High court rejects Calif. inmate crowding appeal

Inmates at California's Chino State Prison in December 2010.
Inmates at California's Chino State Prison in December 2010.
Kevork Djansezian/Getty Images

The Supreme Court on Tuesday rejected California's appeal of a lower-court order that could force the state to release thousands of California prison inmates before they complete their sentences.

The justices did not comment on their order, which leaves in place the earlier ruling by a panel of three federal judges requiring California to reduce its prison population by an additional 9,600 inmates to improve conditions.

California Gov.
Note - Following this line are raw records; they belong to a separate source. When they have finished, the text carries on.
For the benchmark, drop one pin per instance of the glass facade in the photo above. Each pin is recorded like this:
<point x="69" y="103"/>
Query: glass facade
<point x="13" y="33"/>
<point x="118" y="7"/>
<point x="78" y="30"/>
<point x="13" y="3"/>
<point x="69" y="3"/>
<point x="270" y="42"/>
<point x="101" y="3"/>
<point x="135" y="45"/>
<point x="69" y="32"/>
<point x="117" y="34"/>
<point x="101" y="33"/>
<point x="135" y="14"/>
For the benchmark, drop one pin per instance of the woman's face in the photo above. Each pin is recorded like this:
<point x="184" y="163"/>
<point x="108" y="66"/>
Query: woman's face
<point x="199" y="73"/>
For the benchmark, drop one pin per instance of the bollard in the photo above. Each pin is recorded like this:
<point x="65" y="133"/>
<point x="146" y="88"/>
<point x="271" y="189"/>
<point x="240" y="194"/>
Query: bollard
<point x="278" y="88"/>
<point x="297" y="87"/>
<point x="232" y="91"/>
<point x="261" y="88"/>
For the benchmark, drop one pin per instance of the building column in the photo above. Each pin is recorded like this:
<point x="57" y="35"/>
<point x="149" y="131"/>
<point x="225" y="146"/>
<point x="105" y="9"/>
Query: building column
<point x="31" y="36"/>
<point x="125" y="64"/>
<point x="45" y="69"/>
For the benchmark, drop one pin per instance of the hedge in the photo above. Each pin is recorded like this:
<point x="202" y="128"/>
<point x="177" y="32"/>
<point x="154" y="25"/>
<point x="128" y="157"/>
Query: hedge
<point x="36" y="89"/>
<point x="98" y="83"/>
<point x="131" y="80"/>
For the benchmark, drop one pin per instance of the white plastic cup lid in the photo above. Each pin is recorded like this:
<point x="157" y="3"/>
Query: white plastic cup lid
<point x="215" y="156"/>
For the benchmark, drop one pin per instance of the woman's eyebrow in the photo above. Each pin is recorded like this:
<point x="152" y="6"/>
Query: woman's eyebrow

Jerry Brown has argued that the state cannot meet that goal without releasing dangerous felons and jeopardizing public safety.
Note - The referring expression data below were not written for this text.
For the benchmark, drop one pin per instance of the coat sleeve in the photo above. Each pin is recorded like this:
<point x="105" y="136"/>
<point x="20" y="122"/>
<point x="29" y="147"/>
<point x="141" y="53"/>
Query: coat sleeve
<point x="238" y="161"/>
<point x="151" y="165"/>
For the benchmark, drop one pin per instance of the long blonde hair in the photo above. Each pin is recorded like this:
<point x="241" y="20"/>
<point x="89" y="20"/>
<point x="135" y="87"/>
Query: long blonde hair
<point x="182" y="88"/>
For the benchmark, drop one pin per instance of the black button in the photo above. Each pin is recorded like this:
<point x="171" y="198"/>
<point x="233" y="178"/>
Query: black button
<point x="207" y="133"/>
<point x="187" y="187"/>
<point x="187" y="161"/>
In 2011, the justices ruled that the three judges on the lower court had the authority to order California to reduce inmate overcrowding as the key condition for improving prison medical care.

"They already lost once and the Supreme Court said you don't get a second bite at the apple," Michael Bien, one of the attorneys representing inmates, said of Tuesday's decision. "Hopefully it's the signal to all the parties that it's time to comply with the three-judge court's orders and move on with the reforms that are necessary, rather than resisting."

The decision comes as state officials are in settlement talks with attorneys representing inmates.

At the heart of the case is a 2001 lawsuit filed on behalf of inmates who claimed medical treatment in the prisons was so poor it was leading to a death a week through neglect or malpractice.

The federal courts agreed, saying conditions were so bad that they violated inmates' constitutional rights against cruel and unusual punishment.